Search code examples
.netregexregex-lookaroundsbalancing-groups

Possible to match at one position of regex but not another (e.g. positional XOR)?


I am looking to create several sub-expressions in a larger regular expression, where each subexpression matches something at one place in the input or another place, but not in both places, preferably using the same named group per "area of interest". For example, I'd like to match volume units in italics below, and currency units, shown in bold.

  • $3.23 USD / gal.
  • USD 3.23 in gallons
  • 4.50 CAD / gal
  • 1 gal @ USD 3.23
  • 10 gal. @ $4.50 CAD

Or more generally:

  • stuffmorestuffXXXyetmorestuff
  • stuffXXXmorestuff

where stuff and morestuff could be a complex set of sub-expressions.

It seems like it might be possible using some combination of

  • group stack push/pop
  • balancing groups
  • look-around

but I'm not sure how to proceed.

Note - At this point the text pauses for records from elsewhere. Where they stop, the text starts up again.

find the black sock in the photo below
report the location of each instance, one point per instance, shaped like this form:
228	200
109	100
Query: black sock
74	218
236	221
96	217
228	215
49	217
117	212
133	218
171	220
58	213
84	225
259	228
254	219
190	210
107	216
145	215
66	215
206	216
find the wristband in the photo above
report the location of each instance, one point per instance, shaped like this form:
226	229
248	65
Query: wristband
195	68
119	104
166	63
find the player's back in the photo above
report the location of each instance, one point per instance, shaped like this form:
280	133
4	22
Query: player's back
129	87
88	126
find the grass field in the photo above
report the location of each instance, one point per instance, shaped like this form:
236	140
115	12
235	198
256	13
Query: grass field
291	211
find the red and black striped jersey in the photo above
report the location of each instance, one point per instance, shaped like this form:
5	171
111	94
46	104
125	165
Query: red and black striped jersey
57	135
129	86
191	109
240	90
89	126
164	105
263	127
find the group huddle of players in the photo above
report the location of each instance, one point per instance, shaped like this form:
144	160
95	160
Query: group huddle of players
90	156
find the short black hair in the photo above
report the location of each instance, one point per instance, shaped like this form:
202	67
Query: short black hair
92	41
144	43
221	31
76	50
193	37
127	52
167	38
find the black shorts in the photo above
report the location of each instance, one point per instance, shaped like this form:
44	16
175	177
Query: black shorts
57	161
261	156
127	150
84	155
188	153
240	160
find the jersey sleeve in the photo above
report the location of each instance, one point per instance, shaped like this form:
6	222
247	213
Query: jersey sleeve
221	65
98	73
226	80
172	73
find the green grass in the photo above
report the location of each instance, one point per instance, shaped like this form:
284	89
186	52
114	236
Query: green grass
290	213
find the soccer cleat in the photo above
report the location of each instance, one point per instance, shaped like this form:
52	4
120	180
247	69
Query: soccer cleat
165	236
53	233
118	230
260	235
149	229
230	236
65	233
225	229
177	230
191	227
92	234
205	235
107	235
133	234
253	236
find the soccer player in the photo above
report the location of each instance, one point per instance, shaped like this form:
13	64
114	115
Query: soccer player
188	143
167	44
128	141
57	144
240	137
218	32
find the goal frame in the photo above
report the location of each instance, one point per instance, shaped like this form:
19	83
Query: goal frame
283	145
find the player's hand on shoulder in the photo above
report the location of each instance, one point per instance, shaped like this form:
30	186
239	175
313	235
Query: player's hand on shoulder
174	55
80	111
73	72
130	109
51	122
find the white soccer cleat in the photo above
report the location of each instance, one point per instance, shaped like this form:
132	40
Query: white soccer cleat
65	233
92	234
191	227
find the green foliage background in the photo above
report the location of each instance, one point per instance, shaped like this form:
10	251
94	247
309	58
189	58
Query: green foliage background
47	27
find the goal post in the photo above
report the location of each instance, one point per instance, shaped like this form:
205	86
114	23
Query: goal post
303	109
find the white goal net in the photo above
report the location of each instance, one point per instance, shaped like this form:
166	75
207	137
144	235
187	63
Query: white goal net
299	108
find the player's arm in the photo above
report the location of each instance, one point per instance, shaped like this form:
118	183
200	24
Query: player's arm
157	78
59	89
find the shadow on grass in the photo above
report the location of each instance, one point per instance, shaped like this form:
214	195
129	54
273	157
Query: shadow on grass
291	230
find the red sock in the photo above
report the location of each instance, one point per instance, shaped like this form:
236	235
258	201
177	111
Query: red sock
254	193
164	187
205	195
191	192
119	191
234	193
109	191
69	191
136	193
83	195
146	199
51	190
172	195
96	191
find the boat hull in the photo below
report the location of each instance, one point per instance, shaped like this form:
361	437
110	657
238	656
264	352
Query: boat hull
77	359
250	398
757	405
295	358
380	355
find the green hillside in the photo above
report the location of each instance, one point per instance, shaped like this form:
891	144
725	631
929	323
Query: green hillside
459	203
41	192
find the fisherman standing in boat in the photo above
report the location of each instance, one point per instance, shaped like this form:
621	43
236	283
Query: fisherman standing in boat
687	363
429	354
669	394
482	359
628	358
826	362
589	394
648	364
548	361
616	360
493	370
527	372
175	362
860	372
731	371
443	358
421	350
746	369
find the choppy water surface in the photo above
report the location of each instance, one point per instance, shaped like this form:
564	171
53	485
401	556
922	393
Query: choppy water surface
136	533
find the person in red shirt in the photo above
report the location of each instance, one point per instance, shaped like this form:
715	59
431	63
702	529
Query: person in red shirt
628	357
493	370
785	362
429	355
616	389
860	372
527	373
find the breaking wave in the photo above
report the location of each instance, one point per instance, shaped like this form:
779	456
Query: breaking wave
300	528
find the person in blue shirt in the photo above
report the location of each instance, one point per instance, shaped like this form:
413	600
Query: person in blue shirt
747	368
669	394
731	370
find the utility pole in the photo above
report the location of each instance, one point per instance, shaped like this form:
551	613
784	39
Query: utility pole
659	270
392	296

Does it come down to alternations (|) or multiple passes with different expressions (which I suppose amounts to the same thing)?


Solution

  • You probably have to use alternation, something like this?

    ^(stuffmorestuff)XXX(yetmorestuff)|(stuff)XXX(morestuff)$
    

    But you will end up with four capture groups. Not sure how the .NET regex engine will behave if you use the same group name for several groups.